Das Computerprogramm sollte Folgendes ausführen:

  • Lesen Sie den eingehenden Kursfeed der RDS-Aktie von beiden Börsen.
  • Konvertieren Sie anhand der verfügbaren Wechselkurse den Preis einer Währung in die andere.
  • Wenn eine ausreichend große Preisdifferenz (abzüglich der Maklerkosten) zu einer gewinnbringenden Gelegenheit führt, sollte das Programm die Kauforder an der günstigeren Börse platzieren und die Order an der höherpreisigen Börse verkaufen.
  • Werden die Orders wie gewünscht ausgeführt, folgt der Arbitragegewinn.

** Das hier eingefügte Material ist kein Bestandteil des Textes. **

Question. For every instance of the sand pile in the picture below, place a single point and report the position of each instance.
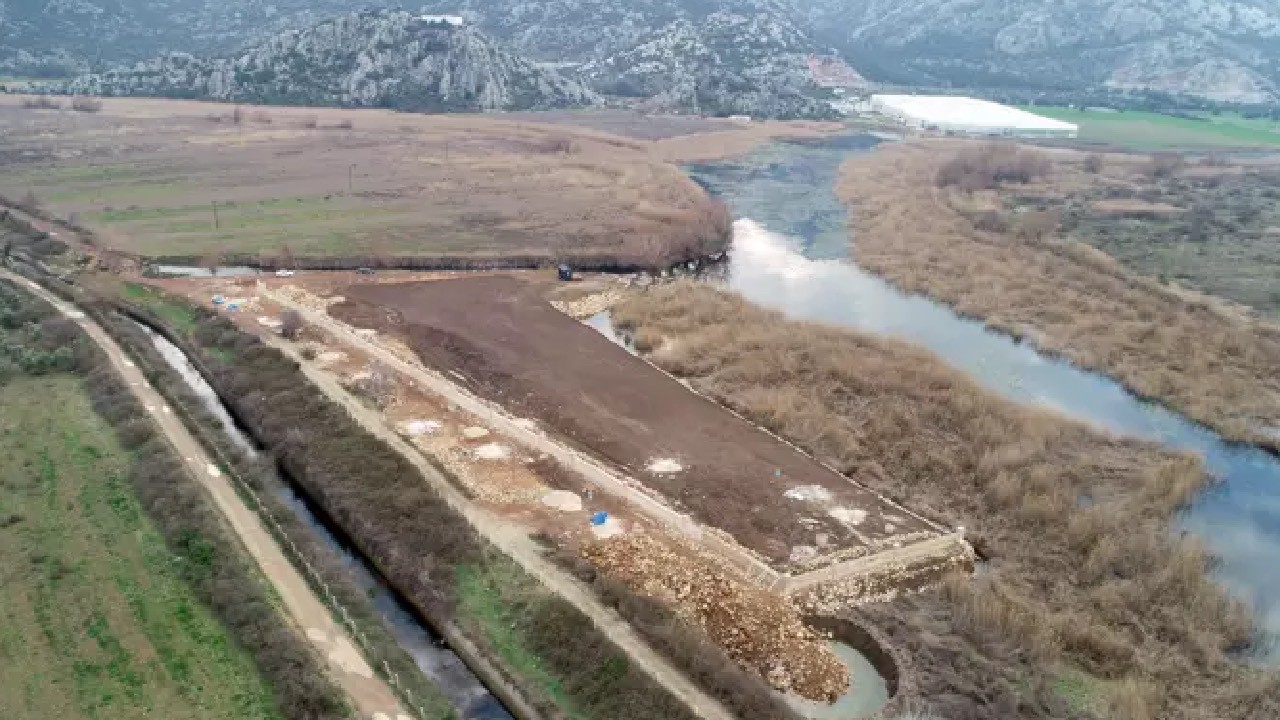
(760, 630)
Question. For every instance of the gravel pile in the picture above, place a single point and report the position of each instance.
(760, 630)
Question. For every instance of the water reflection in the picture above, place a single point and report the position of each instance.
(792, 254)
(444, 668)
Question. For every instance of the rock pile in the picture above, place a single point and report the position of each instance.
(760, 630)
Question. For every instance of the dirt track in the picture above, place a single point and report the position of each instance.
(350, 670)
(504, 342)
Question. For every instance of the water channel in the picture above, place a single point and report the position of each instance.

Simpel und einfach! Die Praxis des algorithmischen Handels ist jedoch nicht so einfach zu pflegen und auszuführen. Denken Sie daran, wenn ein Anleger einen von einem Algo generierten Trade platzieren kann, können dies auch andere Marktteilnehmer. Folglich schwanken die Preise in Milli- und sogar Mikrosekunden. Was passiert im obigen Beispiel, wenn ein Kaufgeschäft ausgeführt wird, das Verkaufsgeschäft jedoch nicht, weil sich die Verkaufspreise ändern, bis die Order auf den Markt kommt? Der Trader bleibt mit einer offenen Position zurück, was die Arbitrage-Strategie wertlos macht.

Es gibt zusätzliche Risiken und Herausforderungen wie Systemausfallrisiken, Netzwerkverbindungsfehler, Zeitverzögerungen zwischen Handelsaufträgen und Ausführung und vor allem unvollkommene Algorithmen. Je komplexer ein Algorithmus ist, desto strengeres Backtesting ist erforderlich, bevor er in die Tat umgesetzt wird.